프로세서(1420)는 현재 프레임을 인공 신경망에 입력함으로써, 정적 객체 영역과 동적 객체 영역으로 분류된 인공 신경망의 출력들을 획득하고, 출력들에 기초하여 동적 객체 영역을 추출할 수 있다.The processor 1420 may input the current frame into the artificial neural network, obtain outputs of the static neural network classified as the static object region and the dynamic object region, and extract the dynamic object region based on the outputs.
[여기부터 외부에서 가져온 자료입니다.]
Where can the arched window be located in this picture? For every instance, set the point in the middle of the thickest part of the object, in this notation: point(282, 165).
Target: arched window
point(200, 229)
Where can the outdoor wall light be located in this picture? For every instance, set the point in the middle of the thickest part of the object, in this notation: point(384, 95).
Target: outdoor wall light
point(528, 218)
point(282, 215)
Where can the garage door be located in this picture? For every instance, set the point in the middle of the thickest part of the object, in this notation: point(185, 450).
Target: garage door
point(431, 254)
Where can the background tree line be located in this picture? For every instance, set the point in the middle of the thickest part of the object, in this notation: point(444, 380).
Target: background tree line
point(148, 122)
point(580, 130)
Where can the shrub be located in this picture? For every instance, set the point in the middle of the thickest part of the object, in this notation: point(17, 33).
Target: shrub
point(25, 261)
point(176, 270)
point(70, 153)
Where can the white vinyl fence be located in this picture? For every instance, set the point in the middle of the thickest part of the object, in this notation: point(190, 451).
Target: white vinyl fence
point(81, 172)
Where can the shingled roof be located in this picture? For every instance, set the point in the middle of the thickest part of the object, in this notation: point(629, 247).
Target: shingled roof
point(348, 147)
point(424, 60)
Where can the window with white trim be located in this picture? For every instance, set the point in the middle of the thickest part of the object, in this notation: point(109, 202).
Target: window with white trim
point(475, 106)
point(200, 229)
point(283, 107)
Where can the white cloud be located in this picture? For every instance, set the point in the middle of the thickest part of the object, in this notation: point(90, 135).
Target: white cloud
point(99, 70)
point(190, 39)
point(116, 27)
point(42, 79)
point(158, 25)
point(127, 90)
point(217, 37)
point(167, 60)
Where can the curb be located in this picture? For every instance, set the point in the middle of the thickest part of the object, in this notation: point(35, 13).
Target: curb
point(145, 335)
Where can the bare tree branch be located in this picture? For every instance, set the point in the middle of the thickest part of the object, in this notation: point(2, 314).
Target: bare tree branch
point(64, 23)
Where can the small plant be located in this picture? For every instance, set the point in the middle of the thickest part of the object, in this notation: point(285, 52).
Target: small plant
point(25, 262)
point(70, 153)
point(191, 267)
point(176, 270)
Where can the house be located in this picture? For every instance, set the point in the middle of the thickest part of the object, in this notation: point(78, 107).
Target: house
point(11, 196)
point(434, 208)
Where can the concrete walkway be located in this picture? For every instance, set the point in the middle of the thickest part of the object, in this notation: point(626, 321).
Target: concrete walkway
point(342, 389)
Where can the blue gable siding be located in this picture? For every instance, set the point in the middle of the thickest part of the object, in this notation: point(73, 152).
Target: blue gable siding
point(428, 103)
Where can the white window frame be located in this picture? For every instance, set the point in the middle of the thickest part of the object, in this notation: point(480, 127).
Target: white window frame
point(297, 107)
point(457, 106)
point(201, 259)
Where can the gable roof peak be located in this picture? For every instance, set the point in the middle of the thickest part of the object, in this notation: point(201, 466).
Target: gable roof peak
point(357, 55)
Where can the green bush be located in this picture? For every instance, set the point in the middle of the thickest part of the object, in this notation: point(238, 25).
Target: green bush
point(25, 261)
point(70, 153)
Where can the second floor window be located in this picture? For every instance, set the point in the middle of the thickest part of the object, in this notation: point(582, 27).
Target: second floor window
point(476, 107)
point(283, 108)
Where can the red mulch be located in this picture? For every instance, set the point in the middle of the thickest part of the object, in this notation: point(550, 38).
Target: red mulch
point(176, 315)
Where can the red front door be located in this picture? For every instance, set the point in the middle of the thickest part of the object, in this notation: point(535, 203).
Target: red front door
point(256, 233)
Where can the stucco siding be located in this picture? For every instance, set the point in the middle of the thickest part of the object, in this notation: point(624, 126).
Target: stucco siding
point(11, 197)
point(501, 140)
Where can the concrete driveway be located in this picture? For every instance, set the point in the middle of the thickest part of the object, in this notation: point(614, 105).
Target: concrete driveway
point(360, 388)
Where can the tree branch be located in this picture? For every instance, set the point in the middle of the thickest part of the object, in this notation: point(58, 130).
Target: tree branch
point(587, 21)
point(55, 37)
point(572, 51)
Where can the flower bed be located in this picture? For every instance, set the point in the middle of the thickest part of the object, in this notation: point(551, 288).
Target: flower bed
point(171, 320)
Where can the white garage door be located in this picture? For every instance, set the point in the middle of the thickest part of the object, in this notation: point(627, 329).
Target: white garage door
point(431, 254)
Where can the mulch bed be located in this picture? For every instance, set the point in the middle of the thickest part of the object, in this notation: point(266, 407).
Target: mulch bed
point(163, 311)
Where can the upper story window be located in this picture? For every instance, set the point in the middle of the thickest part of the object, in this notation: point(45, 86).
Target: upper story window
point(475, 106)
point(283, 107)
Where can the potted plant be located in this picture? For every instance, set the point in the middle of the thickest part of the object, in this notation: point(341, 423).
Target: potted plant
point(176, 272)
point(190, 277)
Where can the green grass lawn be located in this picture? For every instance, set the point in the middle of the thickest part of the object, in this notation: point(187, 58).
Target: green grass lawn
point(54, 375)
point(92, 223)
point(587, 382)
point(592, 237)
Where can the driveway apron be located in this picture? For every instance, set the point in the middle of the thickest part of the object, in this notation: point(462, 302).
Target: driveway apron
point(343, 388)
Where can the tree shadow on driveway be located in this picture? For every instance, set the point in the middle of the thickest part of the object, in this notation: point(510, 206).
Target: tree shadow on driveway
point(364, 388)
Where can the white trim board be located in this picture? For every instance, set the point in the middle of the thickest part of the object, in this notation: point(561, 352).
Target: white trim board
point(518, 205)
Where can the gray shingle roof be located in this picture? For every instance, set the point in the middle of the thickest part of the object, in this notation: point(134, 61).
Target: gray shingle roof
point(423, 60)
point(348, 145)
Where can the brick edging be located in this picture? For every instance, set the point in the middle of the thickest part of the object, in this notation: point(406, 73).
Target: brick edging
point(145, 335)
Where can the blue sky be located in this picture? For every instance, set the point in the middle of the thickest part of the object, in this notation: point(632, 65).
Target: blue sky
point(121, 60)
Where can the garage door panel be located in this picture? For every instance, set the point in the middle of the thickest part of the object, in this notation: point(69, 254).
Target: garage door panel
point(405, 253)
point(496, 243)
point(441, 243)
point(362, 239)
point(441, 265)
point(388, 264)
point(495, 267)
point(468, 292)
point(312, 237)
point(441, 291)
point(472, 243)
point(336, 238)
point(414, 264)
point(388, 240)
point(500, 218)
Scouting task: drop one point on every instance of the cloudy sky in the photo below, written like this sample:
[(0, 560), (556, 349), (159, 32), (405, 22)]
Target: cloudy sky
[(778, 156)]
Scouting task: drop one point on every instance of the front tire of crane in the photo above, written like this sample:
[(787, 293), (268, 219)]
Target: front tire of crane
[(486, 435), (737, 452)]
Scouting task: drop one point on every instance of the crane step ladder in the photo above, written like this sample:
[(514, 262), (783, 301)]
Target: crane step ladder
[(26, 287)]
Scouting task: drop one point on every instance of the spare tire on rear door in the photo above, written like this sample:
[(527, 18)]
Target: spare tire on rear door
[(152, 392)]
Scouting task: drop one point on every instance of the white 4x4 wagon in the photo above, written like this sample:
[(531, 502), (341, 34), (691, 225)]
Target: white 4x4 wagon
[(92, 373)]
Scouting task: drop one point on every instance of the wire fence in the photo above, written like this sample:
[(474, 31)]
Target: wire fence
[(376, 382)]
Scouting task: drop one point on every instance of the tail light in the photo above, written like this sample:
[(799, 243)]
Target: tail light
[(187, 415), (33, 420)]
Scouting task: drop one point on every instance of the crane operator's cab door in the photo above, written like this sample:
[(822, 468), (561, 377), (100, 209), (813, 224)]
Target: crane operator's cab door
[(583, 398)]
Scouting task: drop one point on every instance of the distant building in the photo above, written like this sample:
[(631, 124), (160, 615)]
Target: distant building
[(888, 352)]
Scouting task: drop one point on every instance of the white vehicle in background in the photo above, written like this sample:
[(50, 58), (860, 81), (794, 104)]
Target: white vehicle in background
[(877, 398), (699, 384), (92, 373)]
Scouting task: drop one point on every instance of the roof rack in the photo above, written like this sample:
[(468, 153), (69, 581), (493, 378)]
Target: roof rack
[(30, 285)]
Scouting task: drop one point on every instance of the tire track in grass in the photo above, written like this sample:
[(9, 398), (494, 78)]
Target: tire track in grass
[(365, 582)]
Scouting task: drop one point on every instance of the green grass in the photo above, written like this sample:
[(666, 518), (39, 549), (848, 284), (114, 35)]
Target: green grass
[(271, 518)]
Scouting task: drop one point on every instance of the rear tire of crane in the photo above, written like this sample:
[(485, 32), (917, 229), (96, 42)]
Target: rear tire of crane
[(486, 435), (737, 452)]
프로세서(1420)는 로컬 덴스 깊이 맵을 복수의 그리드 셀들로 분할하고, 동적 객체 영역이 제거된 글로벌 스파스 깊이 맵에 기초하여, 그리드 셀들의 꼭지점들(corner points)에 대응하는 픽셀 포인트들의 깊이 정보를 업데이트하고, 동적 객체 영역이 제거된 글로벌 스파스 깊이 맵 및 업데이트된 꼭지점들에 대응하는 픽셀 포인트들의 깊이 정보에 기초하여, 그리드 셀들의 내부 영역에 포함되는 픽셀 포인트들의 깊이 정보를 업데이트할 수 있다.The processor 1420 divides the local dense depth map into a plurality of grid cells, and based on the global sparse depth map from which the dynamic object region is removed, depth information of pixel points corresponding to corner points of the grid cells. And update the depth information of the pixel points included in the inner region of the grid cells based on the global sparse depth map from which the dynamic object region is removed and the depth information of the pixel points corresponding to the updated vertices. .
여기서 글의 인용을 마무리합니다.